Before building our current compost bin this week, we simply placed kitchen scraps into a container and covered them with a thin layer of soil. Recently I noticed beautiful onions growing out of one container. As it happened, an onion from the grocery store became mushy before I could use it and I tossed it into the compost container. It grew! What was one, rotten onion has turned into six beautiful, healthy vegetables which I've transplanted into our garden. The mushy onion, along with other decaying materials, became food for the young veggies. To me, it is a perfect example of the benefit in composting ... trash becomes something of value. In addition to adding nutrients to the soil, composting reduces household waste and, potentially, associated fees. It is easy to do, taking no more effort than tossing something into a trash bin. It's a win for us and a win for the earth!

Thanks, everyone!
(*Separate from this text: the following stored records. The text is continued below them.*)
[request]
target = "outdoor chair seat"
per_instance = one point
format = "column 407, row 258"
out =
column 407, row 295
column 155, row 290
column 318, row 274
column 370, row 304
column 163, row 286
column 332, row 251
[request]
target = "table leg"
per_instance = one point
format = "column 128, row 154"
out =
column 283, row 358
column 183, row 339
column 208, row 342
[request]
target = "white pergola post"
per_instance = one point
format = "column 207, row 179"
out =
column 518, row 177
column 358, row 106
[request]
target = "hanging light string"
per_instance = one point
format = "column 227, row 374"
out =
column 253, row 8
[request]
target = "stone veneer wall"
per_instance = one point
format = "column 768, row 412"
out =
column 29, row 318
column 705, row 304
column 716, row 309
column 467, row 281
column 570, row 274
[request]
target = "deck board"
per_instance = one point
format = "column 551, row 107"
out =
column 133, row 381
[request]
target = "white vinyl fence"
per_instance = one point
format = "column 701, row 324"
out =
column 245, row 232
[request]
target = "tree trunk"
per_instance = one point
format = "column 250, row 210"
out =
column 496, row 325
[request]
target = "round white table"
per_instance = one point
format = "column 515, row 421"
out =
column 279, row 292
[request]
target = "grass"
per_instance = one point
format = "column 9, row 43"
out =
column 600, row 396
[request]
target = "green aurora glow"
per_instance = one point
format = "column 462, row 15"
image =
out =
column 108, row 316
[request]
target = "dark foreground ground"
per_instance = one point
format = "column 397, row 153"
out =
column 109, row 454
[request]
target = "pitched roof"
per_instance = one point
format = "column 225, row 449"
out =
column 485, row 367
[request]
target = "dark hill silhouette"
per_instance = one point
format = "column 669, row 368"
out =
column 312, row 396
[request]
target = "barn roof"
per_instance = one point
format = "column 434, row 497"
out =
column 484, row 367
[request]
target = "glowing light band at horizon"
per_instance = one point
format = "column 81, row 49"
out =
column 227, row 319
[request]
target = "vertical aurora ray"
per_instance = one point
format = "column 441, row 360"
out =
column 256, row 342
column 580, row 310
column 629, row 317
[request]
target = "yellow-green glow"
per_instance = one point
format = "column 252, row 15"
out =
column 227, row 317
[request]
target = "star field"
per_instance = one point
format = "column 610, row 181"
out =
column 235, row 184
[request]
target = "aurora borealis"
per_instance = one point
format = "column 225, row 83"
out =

If you wrote an article, I Stumbled, Tweeted, Facebooked and posted it on Google +. You can help spread the "green" word by using the share features located below this post.

This Week's Challenge:

April's theme is: 2015 Year of the Soil

Change The World Wednesday (#CTWW) - Legumes
Growing Peas benefits
the soil and other plants.

Here's an interesting fact:

Legumes (beans, peas, lentils, peanuts, etc.) add nitrogen to the soil.

So, in addition to being lovely to eat, they help both the soil and other plants. Marvelous!

Here's your challenge ...

This week, make plans to grow some kind of legume in your garden.

OR ...

If gardening isn't for you, please come up with one other way, except for composting (which we've already talked about), to protect the soil.

OR ...

If neither of the above activities appeal, find out when organic legumes will be available at your farmer's market or grocery store and make plans to incorporate them into your diet. Buying these foods will signal growers to grow more which will, in turn, help the soil.

Are you up for adding nutrients to the soil in a delicious way? I know that you are!